Los monitores que llevan los borradores de la pizarra al sótano para sacudir el polvo de tiza deben prometer primero que no se hacen cargo de esta tarea importante para fumar a hurtadillas o para besuquearse con el chico o la chica de su elección. El director ya se está quejando de que hay demasiada actividad en el sótano y le gustaría saber qué pasa por ahí.

Hay monitores que reparten libros y que recogen los recibos, monitores que se ocupan del pase del baño y de la hoja de entrada y salida, monitores que ponen en orden alfabético todo lo que hay en el aula, monitores que llevan la papelera por los pasillos entre los pupitres en la guerra contra los desperdicios, monitores que decoran el aula para dejarla tan vistosa y tan alegre que el director se la enseña a visitantes de Japón y de Liechtenstein.

El profesor eficiente es un monitor de monitores, aunque puede aliviar su carga como monitor nombrando a monitores que controlen a los demás monitores, o puede designar a monitores de disputas que resuelvan las discusiones entre los monitores que acusan a otros monitores de entrometerse en su tarea. El monitor de disputas tiene la tarea más peligrosa de todas, por lo que puede sucederle en las escaleras o en la calle.

Al estudiante al que se le descubre intentando sobornar a un monitor se le denuncia inmediatamente al director, quien incluye en su historial definitivo una anotación que manchará su reputación. Es una advertencia a todos los demás de que una mancha así podría ser un obstáculo para una carrera profesional en chapistería, fontanería, mecánica del automóvil, cualquier cosa.

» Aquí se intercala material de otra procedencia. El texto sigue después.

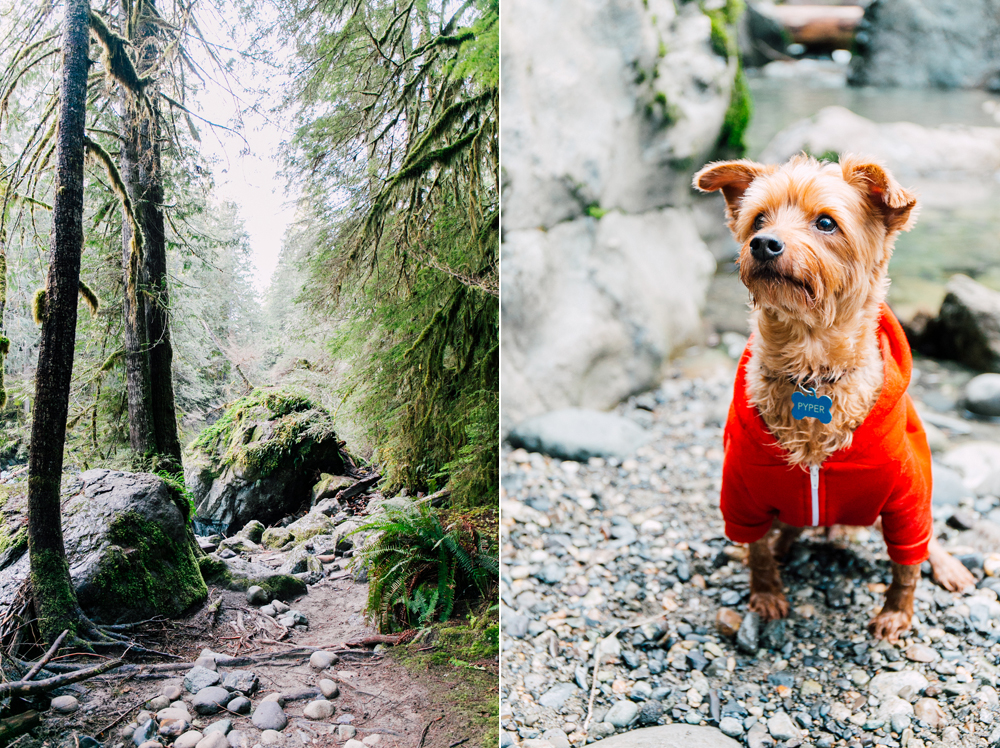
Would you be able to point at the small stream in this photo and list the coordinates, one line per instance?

Stanley Garber dice con un bufido que con tanta actividad eficiente queda poco tiempo para la enseñanza, pero, qué demonios, los alumnos están en sus asientos, completamente controlados y comportándose, y eso agrada al profesor, al jefe de estudios, al director y a sus adjuntos, al inspector, a la Junta de Educación, al alcalde, al gobernador, al Presidente y al mismo Dios.

Eso dice Stanley.

Si un profesor universitario habla de
La feria de las vanidades
o de cualquier otra cosa, sus alumnos le escuchan con los cuadernos abiertos y empuñando las plumas. Si no les gusta la novela, no se atreven a quejarse por miedo a perder nota.

Cuando yo repartí
La feria de las vanidades
a mi clase de tercer curso del Instituto de Formación Profesional y Técnico McKee, se oyeron lamentos en el aula. ¿Por qué tenemos que leer este libro tonto? Yo les dije que trataba de dos mujeres jóvenes, Becky y Amelia, y de sus aventuras con los hombres, pero mis alumnos dijeron que estaba escrito en ese inglés antiguo y que quién es capaz de leer eso. Cuatro muchachas lo leyeron y dijeron que era precioso y que deberían hacer la película. Los muchachos hacían como que bostezaban y me decían que todos los profesores de Lengua Inglesa eran iguales. Sólo pensaban en hacerte leer esas cosas viejas y ¿de qué te sirve eso para arreglar un coche o un aparato de aire acondicionado estropeado, eh?

Yo podía amenazarlos con el suspenso. Si se negaban a leer este libro, suspenderían la asignatura y no obtendrían el título, y todo el mundo sabía que las chicas no querían salir con nadie que no tuviera el título del instituto.

Pasamos tres semanas leyendo trabajosamente
La feria de las vanidades
. Yo intentaba todos los días motivarlos y animarlos, hacerlos entrar en el debate de lo que supone abrirte camino en el mundo cuando eres una mujer joven del siglo diecinueve, pero a ellos les daba igual. Uno escribió en la pizarra: «Muera Becky Sharp».

Después, tal como mandaba el plan de estudios del instituto, pasamos a
La letra escarlata
. Éste sería más fácil. Les hablaría de las cazas de brujas de Nueva Inglaterra, de las acusaciones, de la histeria, de los ahorcamientos. Les hablaría de Alemania en los años treinta y de cómo se lavó el cerebro a toda una nación.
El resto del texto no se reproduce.